Он улегся на опушке под свисавшими ветвями, чтобы уберечься от росы. Залез в спальный мешок, закрыл глаза и грезил. Странные образы, неизвестные. Люди идут. Дорога, по которой он брел утром, и люди на ней. Открыл глаза. Лицу прохладно, но сам он в тепле. Холодная ясная ночь. Он опять видел Шведа, стоящего у печи, лицо наполовину в тени. Все в порядке, успокаивал он себя. Выпростал руку из спальника, потрогал мягкую траву – влажная, прохладная. Айзек смотрел на звезды и пытался забыть о Шведе.
Ты понимал, что нельзя задерживаться здесь надолго. Знал, что добром это не кончится. Убеждал себя, мол, жду удобного случая, но правду-то не утаишь. Мне просто некуда было идти. Как и Ли. Но она сама создала место, куда можно уехать. Мистер Пейнтер предлагал познакомить тебя со своим отцом, профессором Корнелла. Это отличная возможность, говорил он.

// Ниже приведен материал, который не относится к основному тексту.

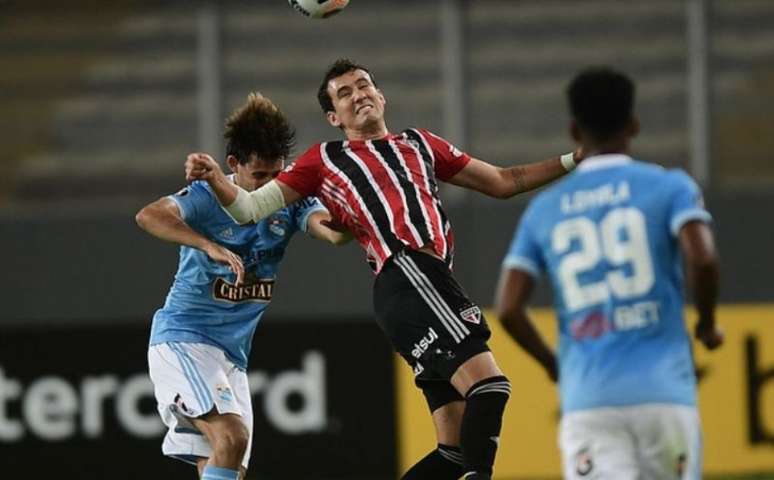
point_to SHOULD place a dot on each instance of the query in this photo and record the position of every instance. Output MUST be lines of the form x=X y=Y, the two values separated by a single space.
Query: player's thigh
x=595 y=444
x=669 y=441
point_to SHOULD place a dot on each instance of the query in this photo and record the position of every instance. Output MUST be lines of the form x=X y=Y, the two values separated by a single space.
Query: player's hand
x=708 y=334
x=579 y=155
x=221 y=254
x=200 y=166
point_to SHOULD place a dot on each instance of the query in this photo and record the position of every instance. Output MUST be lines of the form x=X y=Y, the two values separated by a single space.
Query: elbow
x=141 y=218
x=502 y=193
x=239 y=216
x=704 y=261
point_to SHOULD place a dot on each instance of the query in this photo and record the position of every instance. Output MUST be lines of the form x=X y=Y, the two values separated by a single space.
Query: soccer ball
x=318 y=8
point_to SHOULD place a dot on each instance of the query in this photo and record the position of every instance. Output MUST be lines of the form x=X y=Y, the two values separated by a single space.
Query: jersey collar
x=604 y=161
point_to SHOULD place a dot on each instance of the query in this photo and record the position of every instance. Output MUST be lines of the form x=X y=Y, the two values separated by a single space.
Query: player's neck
x=619 y=146
x=368 y=132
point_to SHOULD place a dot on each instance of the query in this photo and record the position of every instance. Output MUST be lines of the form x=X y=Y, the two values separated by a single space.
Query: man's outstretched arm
x=242 y=206
x=701 y=264
x=506 y=182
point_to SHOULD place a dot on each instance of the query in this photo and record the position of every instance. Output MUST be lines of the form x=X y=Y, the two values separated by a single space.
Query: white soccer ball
x=318 y=8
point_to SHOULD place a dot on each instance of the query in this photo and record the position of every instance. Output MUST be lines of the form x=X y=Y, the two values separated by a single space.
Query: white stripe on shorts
x=194 y=378
x=431 y=296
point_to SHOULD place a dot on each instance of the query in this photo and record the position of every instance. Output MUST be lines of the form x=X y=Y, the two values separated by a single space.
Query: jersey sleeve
x=193 y=201
x=686 y=202
x=304 y=174
x=304 y=208
x=448 y=159
x=524 y=252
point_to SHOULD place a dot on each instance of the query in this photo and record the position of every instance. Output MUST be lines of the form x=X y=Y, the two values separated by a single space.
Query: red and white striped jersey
x=384 y=191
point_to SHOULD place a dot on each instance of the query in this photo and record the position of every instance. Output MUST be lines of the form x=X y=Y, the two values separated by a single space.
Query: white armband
x=256 y=205
x=568 y=161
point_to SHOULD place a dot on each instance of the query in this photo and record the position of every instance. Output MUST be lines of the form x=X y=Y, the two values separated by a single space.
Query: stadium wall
x=63 y=268
x=76 y=402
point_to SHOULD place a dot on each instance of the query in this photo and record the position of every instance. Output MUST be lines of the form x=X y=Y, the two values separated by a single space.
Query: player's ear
x=575 y=131
x=333 y=119
x=232 y=162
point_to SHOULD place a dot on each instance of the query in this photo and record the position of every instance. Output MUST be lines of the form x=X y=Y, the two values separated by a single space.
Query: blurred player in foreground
x=201 y=338
x=383 y=187
x=612 y=237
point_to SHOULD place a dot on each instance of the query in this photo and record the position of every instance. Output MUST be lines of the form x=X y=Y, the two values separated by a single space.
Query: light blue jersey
x=607 y=237
x=203 y=304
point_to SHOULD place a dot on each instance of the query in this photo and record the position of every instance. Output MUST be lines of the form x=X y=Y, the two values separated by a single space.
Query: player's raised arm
x=701 y=265
x=162 y=219
x=322 y=227
x=242 y=206
x=506 y=182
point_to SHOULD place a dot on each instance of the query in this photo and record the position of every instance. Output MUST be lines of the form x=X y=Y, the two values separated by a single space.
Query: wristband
x=568 y=161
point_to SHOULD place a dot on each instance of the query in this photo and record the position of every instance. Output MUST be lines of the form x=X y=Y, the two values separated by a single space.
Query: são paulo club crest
x=471 y=314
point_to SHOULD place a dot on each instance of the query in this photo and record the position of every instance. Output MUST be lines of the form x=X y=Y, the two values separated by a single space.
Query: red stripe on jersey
x=430 y=201
x=385 y=191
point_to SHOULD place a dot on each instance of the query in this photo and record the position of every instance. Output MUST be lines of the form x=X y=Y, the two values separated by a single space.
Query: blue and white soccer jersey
x=607 y=238
x=201 y=337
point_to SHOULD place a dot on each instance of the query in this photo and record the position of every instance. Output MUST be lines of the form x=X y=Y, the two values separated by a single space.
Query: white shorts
x=641 y=442
x=189 y=380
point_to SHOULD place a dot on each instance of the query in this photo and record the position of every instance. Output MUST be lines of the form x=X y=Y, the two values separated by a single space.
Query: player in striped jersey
x=383 y=187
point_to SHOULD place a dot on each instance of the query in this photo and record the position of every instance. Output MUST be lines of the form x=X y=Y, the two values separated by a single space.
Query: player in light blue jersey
x=613 y=237
x=201 y=337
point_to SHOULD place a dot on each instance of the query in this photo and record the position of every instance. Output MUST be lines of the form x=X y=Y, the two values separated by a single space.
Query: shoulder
x=316 y=152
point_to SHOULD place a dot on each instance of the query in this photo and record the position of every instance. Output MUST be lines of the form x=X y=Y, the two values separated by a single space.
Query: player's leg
x=446 y=461
x=486 y=392
x=597 y=443
x=668 y=441
x=228 y=436
x=196 y=402
x=439 y=329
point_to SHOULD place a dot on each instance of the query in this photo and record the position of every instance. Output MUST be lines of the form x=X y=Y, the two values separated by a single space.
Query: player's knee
x=498 y=386
x=231 y=440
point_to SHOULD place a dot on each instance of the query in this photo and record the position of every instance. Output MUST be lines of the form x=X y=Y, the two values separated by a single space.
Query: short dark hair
x=339 y=68
x=601 y=101
x=259 y=127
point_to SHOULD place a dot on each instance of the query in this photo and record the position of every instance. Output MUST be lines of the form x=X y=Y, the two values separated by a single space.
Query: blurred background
x=101 y=101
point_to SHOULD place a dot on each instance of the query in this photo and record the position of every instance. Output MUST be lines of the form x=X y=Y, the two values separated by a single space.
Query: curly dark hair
x=339 y=68
x=601 y=101
x=259 y=127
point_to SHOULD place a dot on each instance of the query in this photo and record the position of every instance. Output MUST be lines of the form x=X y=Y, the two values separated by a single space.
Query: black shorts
x=430 y=321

Я тогда не готов был уехать. Ли другая – людям ее типа такие решения даются легче. Ее мать умерла, и она запросто покидает родные места, шрамы разглаживаются. Она даже тебе рассказывала, что думает о родительском доме исключительно в категории “было когда-то”. Ей и в голову не приходило, что тебе недоступна такая роскошь. В свой предпоследний школьный год ты остался в пустом особняке наедине со стариком. А у Ли была целая счастливая семья. Наш Цветочек Маргаритка. Ли занимается – полная тишина в доме, по поводу ее табелей успеваемости – бурная радость. Показываешь свои – ни слова доброго в ответ. Твои успехи интересовали только тебя.
Будь он на твоем месте, сдал бы тебя в дом престарелых. Однажды спросил его – а если бы я тоже покалечился, как ты? Ответа не дождался. Но ты все равно остался. Потому что я вот такой, даже с ним. Нет, это не единственная причина. Ты ждал его одобрения. Хотел, чтобы он признал, что нуждается в тебе. Нет же, я остался, потому что неправильно бросать старика одного. И все же ты ушел. Да, но спустя пять лет. Это не было разумным решением. Это вообще не решение, в нем нет никакого смысла.
Он плотно сжал веки. Я делаю то, что хорошо для меня, и точка. Сегодня лучше, чем вчера. А завтра будет лучше, чем сегодня. Потом смотрел на звезды, отыскивая знакомые, и вскоре провалился в беспокойный сон.